The purpose of this study is to determine if electricity from torrefied biomass causes fewer greenhouse gas (GHG) emissions than electricity currently produced with raw biomass in Humboldt County. Torrefaction is an emerging woody biomass pre-treatment option that enables replacement of coal in large-scale power plants. This study quantifies emissions per unit energy produced (g CO2e kWhe-1) and per unit mass utilized (g CO2e BDT-1) for two electricity generation pathways, termed raw biomass and torrefied biomass. The raw biomass pathway represents business as usual, to which the torrefied biomass pathway is compared. The biomass fuel for both pathways is timber harvest waste. To estimate total GHG impact, CO2, CH4 and N2O emissions and credits for all processes from waste harvest to power production are calculated for both pathways and compared.
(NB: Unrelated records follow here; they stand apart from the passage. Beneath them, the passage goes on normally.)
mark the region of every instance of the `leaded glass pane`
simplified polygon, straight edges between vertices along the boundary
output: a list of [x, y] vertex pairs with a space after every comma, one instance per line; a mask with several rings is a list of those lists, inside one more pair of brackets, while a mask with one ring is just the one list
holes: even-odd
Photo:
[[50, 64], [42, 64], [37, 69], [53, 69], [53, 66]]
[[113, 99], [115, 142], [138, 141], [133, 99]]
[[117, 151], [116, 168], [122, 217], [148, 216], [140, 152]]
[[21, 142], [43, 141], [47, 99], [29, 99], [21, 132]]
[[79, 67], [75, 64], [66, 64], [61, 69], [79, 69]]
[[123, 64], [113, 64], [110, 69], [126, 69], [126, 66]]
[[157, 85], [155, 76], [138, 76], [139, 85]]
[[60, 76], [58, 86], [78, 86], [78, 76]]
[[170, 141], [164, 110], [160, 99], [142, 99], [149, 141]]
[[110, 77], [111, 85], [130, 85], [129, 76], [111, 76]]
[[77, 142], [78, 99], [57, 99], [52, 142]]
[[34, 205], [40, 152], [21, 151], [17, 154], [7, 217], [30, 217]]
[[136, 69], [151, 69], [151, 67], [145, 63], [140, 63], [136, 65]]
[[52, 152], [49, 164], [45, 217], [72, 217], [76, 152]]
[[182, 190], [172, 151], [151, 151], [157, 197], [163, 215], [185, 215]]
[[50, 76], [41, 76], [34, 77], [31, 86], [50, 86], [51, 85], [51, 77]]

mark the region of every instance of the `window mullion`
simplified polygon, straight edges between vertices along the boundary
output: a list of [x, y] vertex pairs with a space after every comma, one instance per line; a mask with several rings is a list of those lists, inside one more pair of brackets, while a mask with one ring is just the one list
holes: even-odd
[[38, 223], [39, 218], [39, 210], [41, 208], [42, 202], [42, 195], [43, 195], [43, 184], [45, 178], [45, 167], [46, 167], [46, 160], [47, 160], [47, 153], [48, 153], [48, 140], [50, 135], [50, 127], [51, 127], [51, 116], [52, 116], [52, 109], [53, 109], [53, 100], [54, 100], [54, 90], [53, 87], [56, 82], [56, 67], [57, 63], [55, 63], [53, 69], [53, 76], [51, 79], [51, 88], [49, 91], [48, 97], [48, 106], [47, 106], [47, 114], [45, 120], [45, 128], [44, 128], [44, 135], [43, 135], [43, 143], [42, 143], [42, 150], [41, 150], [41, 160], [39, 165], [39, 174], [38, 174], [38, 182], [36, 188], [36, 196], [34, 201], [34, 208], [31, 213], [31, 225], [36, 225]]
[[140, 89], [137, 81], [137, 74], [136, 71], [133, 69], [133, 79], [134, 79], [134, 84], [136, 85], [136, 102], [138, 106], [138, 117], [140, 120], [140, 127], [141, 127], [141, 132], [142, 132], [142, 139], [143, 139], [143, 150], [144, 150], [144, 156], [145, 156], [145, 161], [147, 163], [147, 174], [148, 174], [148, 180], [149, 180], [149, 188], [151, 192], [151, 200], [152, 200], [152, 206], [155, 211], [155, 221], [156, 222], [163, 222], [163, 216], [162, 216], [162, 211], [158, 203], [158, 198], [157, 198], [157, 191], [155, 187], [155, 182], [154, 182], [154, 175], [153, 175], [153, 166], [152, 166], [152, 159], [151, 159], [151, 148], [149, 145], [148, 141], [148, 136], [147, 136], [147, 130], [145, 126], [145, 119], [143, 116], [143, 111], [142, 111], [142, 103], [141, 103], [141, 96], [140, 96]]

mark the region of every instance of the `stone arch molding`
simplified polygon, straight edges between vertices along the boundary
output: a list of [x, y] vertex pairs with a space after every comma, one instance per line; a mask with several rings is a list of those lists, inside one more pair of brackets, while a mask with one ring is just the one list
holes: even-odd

Total emissions for the raw biomass pathway are -370 ± 920 g CO2 e kWhe-1, versus -240 ± 810 g CO2e kWhe-1 for the torrefied biomass pathway, with uncertainty expressed as one standard deviation. Because consumption of biomass fuel offsets large alternative disposal emissions, the pathway that consumes more biomass fuel achieves lower net emissions. Emissions per BDT of forestry waste utilized were calculated to be -330,000 ± 180,000 g CO2 e BDT-1 for the raw biomass pathway and -360,000 ± 76,000 g CO2 e BDT-1 for the torrefied biomass pathway. On a per mass basis, combustion emissions in the torrefied pathway offset less of the savings from avoided emissions than in the raw biomass pathway. The difference between the business-as-usual raw biomass pathway and the prospective torrefied biomass pathway represents an opportunity to develop lower-emission biomass fueled energy systems on a per BDT utilized basis that also emit less than the cleanest current fossil fuel power plants, 290 g CO2 e kWh-1 (Moomaw et al., 2011), on a per kWh basis. Further research on alternative waste disposal practices and emissions is necessary to refine uncertainty estimates for this study. This study recommends that further torrefaction pretreatment research be completed to encourage development of the technology.